I have reservations about people having to call me doctor because I am insecure about my image to others. I can get on board within the context of treatment teams and in-front of patients of course...but behind closed doors? Get real. We are all big boys and girls here....

By the way, I think Francis still goes by Jorge to most. 🙂
 
The debate about titles is also about cultural competence I think, as well as organizational/advocacy competencies in a political sense. The skill I think is in learning how to be comfortable with using the title when it is appropriate and going without when that is appropriate and there is a learning curve to that, like all clinical skills.
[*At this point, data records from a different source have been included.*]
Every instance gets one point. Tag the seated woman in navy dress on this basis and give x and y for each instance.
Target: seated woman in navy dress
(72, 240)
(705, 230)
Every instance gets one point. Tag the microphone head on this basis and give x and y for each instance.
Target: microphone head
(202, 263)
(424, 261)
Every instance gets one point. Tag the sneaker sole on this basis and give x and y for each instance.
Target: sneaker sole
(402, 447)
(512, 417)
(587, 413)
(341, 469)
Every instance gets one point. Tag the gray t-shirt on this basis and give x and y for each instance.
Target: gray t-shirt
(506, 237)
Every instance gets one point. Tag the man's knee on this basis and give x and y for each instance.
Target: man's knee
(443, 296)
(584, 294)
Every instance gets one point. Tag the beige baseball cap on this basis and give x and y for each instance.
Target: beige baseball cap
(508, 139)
Legend has it that (and it was reality in my experience there) that faculty all used Mr. (and the rarer Mrs...or Ms.!) because the culture assumed everyone had a Ph.D. 😉
 
I had an instance pop up yesterday afternoon that illustrates one of the reasons why this matters. I was asked to be present while a social worker spoke with a very volatile patient about some bad news. The patient has ongoing impulse control and anger problems, and he started to escalate quickly bc he didn't like what he heard from the social worker. We've found the only thing that works (besides 4-pt restraints and/or IM injections) is having an authority figure present and asserting him/herself during the interaction. Anyhow, she started w. "now Mr. (my name) is going to talk to you", which went over like a sack of bricks. When I re-introduced myself I said, "Dr. So and So" and it was like a light switch went off. His affect changed, his voice changed, and he talked to me like a human being. It is amazing how pt interaction changes when titles are used. /anecdotal
 
At my VA site, the doctors (me and the MDs) all refer to each other by our first names. Social Work is on a first-name basis with the doctors. OT calls me by my first name. RT and PT seem to habitually use the "Dr." monniker, in contrast. Not sure why.
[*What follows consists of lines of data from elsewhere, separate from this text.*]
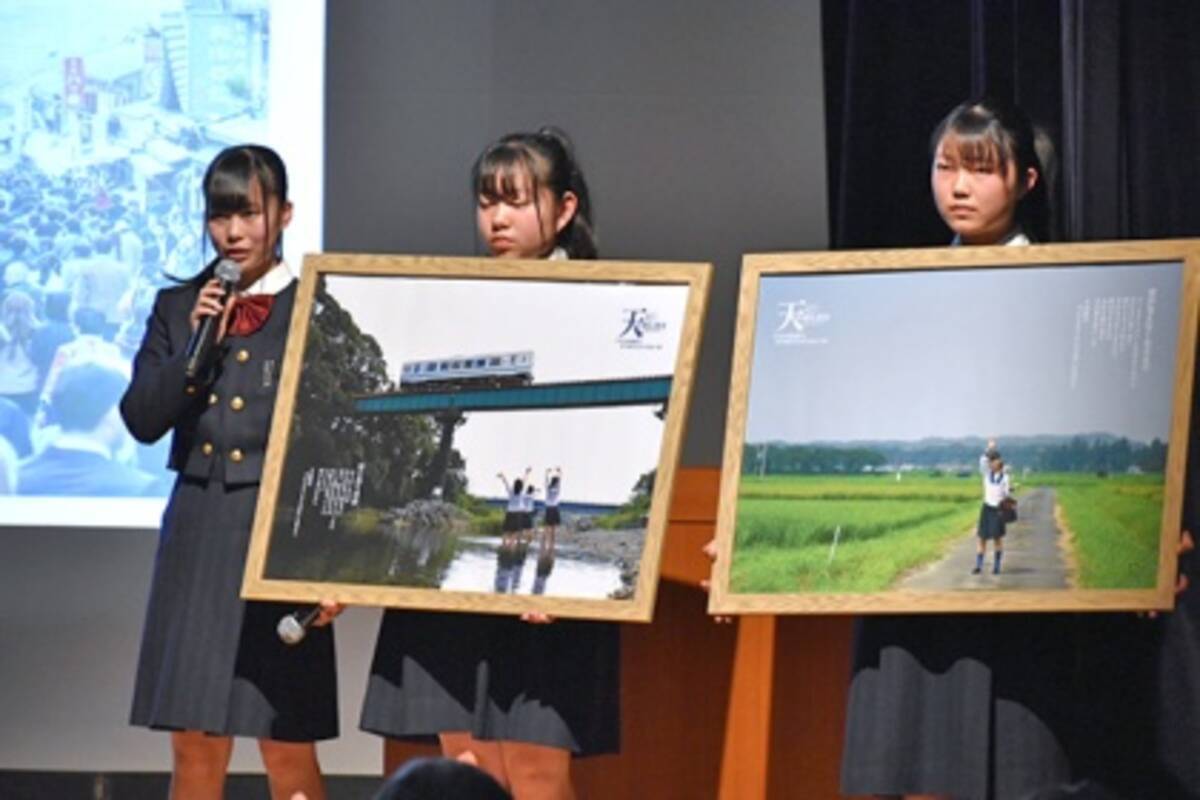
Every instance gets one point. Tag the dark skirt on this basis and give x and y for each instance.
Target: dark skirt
(210, 661)
(496, 678)
(991, 523)
(973, 707)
With the nursing staff, it's variable. Some of the RNs refer to me as "Dr. so-and-so" without fail. Others (typically administrators) default to the first name. All LVNs and NAs doctor me to death, even the ones I know really well and have occasionally prompted them to call me by my first name (e.g., when we're chatting in the breakroom).

Needless to say, when we're in treatment team meetings or meeting with patients, the "Dr." prefix is always used to refer to me. I think everyone gets that it adds to my authority when I'm identified properly.